Back in August, I wrote about the Reuter’s Photoshopping scandal, which has since been dubbed Fauxtography, as well as other instances of propaganda being distributed through mainstream media.

As I said then, we all innocently repeat falsehoods from whichever side we tend to believe. But the mainstream press should at very least openly exhibit the unreliability of their sources and be a lot more hesitant to publish sensationalist stories without first confirming them through more reliable sources, and reporting, for instance that neither the official Iraqi police nor the U.S. military are able to corroborate the information. Of course, now that the unreliability of their sources has been revealed by bloggers, they will go and subtly edit the previous stories on their websites to correct the problem quietly, without drawing attention to it. But the correction will do little to mitigate the blaring original headline which may have already entered into the cultural consciousness as “fact.”

I have no doubt that there are a lot of people dying in Iraq and that things are not going well. But under these circumstances it is impossible to know what is really happening out there.

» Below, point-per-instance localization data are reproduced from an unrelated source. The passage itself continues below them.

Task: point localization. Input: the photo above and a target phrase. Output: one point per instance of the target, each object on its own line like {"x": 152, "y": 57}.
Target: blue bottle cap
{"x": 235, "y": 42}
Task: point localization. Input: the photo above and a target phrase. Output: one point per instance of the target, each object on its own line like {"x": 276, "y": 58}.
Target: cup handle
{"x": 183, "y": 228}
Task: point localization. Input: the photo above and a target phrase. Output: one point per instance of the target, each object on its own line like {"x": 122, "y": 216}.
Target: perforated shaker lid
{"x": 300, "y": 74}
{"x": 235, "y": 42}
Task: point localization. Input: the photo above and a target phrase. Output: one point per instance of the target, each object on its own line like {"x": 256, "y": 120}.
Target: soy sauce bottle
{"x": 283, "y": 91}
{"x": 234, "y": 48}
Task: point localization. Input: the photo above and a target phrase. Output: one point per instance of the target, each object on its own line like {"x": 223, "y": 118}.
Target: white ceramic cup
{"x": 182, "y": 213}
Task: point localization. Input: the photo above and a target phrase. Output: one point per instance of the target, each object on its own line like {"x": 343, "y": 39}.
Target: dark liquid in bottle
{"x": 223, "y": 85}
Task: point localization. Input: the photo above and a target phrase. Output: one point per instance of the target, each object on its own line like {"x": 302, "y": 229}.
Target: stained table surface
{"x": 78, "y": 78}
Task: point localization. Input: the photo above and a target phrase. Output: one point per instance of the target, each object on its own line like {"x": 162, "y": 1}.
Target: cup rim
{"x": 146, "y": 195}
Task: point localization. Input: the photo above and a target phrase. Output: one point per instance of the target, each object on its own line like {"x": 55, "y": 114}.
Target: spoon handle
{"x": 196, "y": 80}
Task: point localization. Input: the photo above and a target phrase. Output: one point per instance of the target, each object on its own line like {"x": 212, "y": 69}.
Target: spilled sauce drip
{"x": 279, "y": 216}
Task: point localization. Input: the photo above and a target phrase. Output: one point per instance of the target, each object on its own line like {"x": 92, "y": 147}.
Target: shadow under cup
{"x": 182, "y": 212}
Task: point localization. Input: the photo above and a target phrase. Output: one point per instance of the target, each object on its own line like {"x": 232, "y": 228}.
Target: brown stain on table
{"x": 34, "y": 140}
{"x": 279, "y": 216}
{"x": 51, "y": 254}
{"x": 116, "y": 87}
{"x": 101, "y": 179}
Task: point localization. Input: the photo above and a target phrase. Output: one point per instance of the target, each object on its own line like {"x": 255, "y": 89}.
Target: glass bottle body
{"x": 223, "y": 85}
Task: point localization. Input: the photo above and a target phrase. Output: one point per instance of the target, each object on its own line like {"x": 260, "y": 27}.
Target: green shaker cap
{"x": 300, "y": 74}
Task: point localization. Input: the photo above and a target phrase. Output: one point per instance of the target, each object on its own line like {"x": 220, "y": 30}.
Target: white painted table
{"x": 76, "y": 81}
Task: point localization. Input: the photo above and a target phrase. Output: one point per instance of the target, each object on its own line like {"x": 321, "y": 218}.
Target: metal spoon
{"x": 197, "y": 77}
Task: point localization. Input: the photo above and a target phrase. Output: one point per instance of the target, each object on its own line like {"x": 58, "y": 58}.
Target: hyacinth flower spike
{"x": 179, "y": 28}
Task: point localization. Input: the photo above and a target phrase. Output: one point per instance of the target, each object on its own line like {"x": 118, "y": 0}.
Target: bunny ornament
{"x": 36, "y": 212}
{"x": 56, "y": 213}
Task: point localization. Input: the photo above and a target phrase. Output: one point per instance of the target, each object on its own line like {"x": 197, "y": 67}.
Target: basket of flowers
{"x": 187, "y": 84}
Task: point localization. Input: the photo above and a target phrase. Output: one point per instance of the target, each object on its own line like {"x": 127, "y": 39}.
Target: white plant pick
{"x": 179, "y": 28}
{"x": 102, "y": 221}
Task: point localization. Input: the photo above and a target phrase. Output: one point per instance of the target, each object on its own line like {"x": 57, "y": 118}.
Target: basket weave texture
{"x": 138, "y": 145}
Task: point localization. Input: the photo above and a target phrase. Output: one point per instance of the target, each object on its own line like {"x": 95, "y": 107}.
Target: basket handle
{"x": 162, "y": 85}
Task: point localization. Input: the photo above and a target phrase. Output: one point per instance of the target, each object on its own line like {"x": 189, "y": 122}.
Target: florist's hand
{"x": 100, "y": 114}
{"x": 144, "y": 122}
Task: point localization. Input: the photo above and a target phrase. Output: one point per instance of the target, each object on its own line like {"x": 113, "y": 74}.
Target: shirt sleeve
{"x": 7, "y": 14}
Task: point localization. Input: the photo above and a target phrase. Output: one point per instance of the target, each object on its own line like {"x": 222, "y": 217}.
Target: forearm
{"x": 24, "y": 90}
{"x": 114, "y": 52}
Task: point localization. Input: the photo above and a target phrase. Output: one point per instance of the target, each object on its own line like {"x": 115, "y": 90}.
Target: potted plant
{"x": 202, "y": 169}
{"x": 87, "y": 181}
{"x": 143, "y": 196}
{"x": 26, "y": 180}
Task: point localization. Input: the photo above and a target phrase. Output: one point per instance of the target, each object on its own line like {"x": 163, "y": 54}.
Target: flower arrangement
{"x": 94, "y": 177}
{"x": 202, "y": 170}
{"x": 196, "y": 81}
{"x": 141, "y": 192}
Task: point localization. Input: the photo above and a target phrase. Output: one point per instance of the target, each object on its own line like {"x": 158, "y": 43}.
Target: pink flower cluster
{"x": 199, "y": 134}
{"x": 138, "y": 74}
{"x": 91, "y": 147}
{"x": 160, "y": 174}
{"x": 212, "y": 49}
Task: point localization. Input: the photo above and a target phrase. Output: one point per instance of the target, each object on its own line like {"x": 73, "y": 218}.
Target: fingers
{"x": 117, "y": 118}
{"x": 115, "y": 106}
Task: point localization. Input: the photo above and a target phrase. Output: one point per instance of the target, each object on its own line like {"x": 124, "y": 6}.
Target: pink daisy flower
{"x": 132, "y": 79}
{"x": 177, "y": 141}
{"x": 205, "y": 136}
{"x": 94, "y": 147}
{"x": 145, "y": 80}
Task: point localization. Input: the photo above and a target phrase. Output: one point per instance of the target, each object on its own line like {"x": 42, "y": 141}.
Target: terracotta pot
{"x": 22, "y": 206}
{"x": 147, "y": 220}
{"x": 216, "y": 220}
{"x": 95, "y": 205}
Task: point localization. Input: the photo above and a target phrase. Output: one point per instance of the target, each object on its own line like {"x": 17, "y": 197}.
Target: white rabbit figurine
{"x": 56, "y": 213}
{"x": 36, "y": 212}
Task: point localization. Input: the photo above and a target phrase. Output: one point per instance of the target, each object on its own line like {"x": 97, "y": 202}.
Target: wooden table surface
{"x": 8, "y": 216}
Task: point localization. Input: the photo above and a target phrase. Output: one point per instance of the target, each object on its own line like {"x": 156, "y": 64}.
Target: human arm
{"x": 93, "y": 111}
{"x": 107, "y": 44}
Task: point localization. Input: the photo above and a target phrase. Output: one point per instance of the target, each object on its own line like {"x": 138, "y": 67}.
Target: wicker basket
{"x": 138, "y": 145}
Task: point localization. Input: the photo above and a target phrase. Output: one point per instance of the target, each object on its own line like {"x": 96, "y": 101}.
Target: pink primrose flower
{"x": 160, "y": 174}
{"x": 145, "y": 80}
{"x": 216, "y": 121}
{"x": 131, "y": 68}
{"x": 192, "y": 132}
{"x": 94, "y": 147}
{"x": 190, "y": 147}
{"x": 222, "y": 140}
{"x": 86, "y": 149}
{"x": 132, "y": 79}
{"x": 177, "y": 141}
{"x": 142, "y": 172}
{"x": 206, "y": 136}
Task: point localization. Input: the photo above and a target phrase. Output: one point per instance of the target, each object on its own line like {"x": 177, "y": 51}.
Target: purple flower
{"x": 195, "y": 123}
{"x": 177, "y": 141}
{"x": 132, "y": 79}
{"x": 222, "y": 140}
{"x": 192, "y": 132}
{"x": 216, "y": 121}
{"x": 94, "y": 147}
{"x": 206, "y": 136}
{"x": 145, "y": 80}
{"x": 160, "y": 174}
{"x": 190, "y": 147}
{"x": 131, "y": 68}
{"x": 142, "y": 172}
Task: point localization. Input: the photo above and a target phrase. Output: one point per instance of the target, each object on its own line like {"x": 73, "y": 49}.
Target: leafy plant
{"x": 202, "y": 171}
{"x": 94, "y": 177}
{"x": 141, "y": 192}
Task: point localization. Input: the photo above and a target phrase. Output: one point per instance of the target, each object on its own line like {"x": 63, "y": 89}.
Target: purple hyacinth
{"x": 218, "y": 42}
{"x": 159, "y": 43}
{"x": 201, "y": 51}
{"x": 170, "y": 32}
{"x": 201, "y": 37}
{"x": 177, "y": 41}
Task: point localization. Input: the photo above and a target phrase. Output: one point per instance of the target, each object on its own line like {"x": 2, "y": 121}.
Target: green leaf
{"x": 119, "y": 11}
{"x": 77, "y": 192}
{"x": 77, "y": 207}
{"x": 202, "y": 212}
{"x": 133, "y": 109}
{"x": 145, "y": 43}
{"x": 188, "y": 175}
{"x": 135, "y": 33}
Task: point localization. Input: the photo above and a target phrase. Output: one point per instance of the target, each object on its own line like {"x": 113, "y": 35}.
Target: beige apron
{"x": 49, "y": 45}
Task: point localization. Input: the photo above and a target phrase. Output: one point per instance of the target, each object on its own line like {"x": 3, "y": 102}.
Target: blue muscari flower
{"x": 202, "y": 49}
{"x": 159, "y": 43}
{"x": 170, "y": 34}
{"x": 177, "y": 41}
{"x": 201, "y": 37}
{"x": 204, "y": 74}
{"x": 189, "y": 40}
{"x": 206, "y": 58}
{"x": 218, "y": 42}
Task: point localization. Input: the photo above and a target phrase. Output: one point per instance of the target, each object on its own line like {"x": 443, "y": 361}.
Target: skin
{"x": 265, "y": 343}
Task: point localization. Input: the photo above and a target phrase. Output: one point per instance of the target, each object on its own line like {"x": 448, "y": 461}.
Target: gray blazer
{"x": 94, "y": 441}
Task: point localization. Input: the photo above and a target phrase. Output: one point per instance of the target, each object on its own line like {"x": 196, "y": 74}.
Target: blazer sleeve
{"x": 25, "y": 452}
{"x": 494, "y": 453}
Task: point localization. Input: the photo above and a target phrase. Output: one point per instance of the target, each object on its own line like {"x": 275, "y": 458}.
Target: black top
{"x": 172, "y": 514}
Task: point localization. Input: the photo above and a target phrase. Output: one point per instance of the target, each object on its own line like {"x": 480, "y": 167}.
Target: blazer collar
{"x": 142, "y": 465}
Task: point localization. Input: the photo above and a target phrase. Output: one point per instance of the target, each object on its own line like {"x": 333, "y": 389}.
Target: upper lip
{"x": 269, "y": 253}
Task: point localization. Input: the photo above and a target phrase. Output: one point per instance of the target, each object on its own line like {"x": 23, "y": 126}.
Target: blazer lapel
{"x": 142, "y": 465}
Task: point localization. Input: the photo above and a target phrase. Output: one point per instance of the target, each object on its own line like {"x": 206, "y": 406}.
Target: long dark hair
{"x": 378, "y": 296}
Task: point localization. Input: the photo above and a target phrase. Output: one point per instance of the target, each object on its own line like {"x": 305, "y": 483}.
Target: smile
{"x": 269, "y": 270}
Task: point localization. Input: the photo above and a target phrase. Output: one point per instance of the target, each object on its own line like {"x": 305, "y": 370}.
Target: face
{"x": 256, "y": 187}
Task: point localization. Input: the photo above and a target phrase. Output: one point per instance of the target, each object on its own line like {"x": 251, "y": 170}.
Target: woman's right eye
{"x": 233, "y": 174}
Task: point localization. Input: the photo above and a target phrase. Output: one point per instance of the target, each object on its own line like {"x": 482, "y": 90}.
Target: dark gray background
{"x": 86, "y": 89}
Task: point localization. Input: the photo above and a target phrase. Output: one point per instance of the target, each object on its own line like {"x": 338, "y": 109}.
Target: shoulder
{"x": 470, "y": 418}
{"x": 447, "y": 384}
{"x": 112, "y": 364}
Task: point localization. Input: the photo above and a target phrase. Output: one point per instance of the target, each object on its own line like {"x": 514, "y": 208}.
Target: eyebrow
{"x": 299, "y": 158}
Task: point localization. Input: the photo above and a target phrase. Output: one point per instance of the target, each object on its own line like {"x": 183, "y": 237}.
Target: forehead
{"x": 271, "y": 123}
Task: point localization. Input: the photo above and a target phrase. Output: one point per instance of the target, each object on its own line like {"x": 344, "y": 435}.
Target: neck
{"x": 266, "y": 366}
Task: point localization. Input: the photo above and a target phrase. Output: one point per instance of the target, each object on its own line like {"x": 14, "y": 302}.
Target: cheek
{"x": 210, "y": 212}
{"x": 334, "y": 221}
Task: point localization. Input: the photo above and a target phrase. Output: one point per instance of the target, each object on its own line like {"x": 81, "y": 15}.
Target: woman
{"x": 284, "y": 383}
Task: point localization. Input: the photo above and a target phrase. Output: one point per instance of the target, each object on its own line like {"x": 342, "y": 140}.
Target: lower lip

On my way to work this morning I listened to a portion of NPR’s Diane Rehm show as she was interviewing former U.S. President Jimmy Carter [Listen to it: Windows Media]. When asked about whether it is right to call the conflict in Iraq a “Civil War,” he responded (according to my own transcript):

“I think the semantics, only that, they don’t have any substance. I think that some of the major news media decided this week that from now on their correspondents are going to refer to it as a “civil war.” But you know, compared to other civil wars with which I, at the Carter Center, have been intimately associated, this is not a civil war yet. We have devoted a good deal of our time for the last twenty years trying to resolve the civil war, for instance, in Southern Sudan. Two-million people have died. And we just finished helping hold the first democratic election in history for the republic of Congo. Four-million people have died there in the last eight years. So compared to those so-called civil wars, this is not a civil war. But I don’t think there is any doubt that it is civil strife. And I think it is just a matter of the news media deciding that this is what we’re going to call it. As a short-hand expression I don’t think it has any substance.”

Semantics are playing such a huge role in this war, and it is easy for perceptions sewn disingenuously to become reality. Often the legacy media seem complicit with the enemy within that particular theatre.

UPDATE: The AP responds :

The attempt to question the existence of the known police officer who spoke to the AP is frankly ludicrous and hints at a certain level of desperation to dispute or suppress the facts of the incident in question.
…we have conducted a thorough review of the sourcing and reporting involved and plan to move a more detailed report about the entire incident soon, with greater detail provided by multiple eye witnesses.

The police captain cited in our story has long been known to the AP reporters. The AP stands by its story.

-AP International Editor John Daniszewski

The more detailed report is available here .

It will be interesting to see how this goes. The military still insists that the source is not a police officer, but the AP is sure that he is. Perhaps I am wrong about the AP in this case. Hopefully we’ll figure it out in the next few days.